# Final Scenes: Death Literacy Through Devised Theater

**Authors:** Carol Weisse

PMC · DOI: 10.1093/geroni/igaf122.2100 · Innovation in Aging · 2025-12-31

## TL;DR

This paper explores how theater can help people better understand the challenges of dying at home through stories from hospice caregivers.

## Contribution

A novel community-based theater project using hospice caregiver narratives to improve death literacy and foster public conversations about end-of-life care.

## Key findings

- An interdisciplinary team created ten 10-minute plays based on hospice caregiver narratives.
- The devised theater approach enabled joint examination of home hospice care challenges.
- Public performances and discussion questions were developed to facilitate community conversations about death.

## Abstract

Most people wish to die in the comfort of home, but few possess a realistic understanding of the challenges patients and families face when death occurs outside of a medical setting. Through well-established research practice partnerships with several hospice residential care homes, we have curated an extensive collection of caregiver narratives describing the day-to-day end-of-life journeys of over 350 deceased hospice patients. These care narratives provide a special lens to the dying experience in a raw, holistic, detailed manner, offering a rare opportunity to examine and interrogate the death and dying process when it occurs in a home setting.
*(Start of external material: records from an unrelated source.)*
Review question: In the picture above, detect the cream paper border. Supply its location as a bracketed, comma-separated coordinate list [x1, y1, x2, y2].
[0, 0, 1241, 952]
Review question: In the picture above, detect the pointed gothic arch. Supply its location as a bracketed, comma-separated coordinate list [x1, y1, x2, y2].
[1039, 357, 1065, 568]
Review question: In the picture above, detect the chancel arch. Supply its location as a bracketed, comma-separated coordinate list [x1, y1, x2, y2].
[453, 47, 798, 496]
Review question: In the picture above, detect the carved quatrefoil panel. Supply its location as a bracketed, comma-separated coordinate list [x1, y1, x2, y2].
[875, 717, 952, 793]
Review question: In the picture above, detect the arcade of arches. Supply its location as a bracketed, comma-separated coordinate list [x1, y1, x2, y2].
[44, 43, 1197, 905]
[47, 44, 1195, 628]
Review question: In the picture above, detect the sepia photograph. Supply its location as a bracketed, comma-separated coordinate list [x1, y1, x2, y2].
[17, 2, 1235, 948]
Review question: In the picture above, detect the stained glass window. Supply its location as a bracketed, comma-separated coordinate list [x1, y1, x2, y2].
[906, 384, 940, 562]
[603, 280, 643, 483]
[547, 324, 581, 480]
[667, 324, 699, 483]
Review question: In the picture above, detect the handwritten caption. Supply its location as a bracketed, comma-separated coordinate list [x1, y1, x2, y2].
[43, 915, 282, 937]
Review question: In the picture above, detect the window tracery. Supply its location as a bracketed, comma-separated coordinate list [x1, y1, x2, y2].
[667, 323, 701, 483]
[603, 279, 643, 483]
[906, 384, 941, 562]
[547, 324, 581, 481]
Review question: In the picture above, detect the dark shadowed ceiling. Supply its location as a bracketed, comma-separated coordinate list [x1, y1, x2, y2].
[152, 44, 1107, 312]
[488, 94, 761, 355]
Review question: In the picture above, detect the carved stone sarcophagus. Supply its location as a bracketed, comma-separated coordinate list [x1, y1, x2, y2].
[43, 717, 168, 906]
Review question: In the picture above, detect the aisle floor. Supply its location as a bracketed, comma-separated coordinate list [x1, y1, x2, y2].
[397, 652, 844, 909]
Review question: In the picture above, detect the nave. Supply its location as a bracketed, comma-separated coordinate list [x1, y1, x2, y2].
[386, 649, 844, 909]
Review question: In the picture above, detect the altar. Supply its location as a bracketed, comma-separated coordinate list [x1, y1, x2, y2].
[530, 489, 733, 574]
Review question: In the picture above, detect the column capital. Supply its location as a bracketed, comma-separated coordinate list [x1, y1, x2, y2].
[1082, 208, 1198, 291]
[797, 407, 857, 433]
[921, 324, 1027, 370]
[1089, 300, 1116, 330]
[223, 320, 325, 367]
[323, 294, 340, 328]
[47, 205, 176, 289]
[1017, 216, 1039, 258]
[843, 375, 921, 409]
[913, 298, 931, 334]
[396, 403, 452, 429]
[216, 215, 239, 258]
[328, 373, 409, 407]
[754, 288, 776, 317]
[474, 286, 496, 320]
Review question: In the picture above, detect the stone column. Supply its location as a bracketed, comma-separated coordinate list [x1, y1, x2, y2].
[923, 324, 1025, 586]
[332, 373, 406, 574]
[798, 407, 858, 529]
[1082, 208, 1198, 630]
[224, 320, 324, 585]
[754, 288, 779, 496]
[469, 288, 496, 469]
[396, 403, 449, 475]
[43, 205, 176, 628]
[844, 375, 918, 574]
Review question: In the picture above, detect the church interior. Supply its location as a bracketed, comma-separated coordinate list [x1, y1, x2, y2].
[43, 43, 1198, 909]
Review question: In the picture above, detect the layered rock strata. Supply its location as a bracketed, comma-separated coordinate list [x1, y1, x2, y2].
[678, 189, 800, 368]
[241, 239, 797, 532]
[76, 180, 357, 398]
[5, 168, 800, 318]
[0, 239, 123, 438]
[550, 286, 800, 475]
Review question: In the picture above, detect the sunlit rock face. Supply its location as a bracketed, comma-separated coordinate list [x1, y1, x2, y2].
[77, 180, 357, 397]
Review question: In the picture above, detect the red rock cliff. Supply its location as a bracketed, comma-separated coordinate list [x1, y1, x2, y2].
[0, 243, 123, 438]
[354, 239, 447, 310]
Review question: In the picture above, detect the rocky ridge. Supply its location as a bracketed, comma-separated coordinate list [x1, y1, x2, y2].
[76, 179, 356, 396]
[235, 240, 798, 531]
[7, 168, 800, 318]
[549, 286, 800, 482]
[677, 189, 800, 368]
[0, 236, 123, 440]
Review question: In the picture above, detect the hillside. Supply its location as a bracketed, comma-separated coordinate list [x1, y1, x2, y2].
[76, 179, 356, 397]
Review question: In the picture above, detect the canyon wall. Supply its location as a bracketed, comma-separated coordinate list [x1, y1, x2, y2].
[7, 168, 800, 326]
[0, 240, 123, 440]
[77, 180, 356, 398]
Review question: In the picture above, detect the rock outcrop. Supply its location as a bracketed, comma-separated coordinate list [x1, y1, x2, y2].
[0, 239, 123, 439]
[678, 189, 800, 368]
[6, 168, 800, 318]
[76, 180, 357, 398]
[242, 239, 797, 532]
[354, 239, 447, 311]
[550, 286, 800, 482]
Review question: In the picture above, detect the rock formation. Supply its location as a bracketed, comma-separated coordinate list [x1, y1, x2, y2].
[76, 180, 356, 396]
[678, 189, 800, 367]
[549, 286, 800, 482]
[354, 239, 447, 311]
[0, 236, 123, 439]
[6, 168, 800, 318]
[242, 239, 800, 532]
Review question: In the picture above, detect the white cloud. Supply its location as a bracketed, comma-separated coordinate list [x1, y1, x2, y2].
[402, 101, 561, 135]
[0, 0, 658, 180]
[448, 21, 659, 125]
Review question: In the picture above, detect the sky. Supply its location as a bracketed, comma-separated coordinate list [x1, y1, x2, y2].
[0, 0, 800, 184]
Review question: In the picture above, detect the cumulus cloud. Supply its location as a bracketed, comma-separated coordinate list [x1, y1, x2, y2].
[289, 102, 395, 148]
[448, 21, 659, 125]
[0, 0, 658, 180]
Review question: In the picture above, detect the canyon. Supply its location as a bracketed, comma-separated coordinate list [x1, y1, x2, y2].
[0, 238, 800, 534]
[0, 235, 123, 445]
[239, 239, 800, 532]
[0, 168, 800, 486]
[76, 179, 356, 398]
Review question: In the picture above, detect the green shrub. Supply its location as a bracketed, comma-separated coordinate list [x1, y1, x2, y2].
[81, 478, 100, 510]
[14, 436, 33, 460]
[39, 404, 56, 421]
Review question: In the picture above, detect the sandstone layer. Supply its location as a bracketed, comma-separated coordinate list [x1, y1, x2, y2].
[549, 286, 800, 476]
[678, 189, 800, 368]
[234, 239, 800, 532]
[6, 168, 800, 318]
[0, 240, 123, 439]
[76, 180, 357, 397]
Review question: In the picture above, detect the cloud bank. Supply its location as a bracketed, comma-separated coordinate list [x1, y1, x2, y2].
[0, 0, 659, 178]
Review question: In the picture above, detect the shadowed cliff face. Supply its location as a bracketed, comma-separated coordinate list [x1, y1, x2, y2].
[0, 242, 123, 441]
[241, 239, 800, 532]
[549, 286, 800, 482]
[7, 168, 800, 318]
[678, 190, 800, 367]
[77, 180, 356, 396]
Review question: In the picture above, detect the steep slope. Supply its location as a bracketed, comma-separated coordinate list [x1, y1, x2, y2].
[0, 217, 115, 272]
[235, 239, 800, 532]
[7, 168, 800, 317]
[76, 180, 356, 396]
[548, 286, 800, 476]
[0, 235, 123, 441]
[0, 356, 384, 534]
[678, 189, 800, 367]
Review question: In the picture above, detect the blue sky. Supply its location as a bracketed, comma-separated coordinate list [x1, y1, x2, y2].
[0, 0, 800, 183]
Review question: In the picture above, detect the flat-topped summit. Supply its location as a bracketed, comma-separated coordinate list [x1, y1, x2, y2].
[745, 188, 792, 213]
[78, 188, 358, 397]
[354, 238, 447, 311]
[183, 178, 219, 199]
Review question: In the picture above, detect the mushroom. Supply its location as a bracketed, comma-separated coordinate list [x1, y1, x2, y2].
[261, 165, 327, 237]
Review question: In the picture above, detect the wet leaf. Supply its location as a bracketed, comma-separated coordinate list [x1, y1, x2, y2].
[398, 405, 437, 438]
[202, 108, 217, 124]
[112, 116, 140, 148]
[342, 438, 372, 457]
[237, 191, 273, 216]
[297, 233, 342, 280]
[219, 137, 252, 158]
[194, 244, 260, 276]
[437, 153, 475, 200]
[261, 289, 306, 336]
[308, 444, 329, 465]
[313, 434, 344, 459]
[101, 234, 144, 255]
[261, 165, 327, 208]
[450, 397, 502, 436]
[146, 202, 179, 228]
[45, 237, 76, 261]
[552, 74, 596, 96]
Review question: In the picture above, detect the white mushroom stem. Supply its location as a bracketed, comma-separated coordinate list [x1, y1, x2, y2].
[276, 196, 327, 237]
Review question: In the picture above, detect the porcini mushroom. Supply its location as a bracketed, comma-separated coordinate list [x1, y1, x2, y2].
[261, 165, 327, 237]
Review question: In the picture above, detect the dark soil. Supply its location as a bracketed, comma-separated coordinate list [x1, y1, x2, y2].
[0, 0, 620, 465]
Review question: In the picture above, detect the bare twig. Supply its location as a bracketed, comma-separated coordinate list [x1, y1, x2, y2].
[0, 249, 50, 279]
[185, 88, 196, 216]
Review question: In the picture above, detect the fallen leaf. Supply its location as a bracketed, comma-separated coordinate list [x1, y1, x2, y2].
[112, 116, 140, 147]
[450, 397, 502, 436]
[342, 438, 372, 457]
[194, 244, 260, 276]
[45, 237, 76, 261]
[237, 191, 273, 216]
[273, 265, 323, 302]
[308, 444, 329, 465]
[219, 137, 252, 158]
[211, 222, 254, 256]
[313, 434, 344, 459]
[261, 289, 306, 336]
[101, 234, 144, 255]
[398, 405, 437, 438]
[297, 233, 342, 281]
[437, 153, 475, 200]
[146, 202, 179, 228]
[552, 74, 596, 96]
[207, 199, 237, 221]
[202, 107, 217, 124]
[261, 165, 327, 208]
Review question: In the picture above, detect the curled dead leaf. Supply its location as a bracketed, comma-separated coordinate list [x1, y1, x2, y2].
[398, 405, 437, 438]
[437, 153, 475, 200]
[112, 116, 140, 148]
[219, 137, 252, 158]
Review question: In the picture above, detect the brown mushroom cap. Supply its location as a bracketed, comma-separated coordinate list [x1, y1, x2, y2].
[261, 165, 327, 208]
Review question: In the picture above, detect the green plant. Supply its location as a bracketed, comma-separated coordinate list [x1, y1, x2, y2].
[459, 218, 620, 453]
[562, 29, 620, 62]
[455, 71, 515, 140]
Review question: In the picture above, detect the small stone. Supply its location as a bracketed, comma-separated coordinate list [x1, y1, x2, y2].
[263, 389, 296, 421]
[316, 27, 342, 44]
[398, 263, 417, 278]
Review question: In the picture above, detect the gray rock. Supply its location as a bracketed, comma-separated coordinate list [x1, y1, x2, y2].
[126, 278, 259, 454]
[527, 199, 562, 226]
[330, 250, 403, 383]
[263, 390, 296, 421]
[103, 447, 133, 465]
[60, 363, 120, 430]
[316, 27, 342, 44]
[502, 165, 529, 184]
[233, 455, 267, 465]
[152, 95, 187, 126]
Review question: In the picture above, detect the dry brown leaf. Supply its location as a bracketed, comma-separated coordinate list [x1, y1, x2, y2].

This presentation will describe a community-based participatory artistic endeavor through which an interdisciplinary team of students, faculty, local theater experts, and community caregivers examined hospice caregiver narratives with the goal of developing a series of ten, 10-minute plays capturing the diverse final journeys of terminally ill patients and those caring for them. This presentation will describe the collective creation process of devised theater and how a team-based approach for devising plays about death and dying provides an opportunity for joint examination of the challenges associated with accessing and receiving home-based hospice care. There will be a discussion of the use of caregiver narratives in developing public performances aimed at improving death literacy, and the presentation will close with a brief reading of a devised play and the play’s accompanying discussion questions developed for use in facilitating community conversations about death and dying.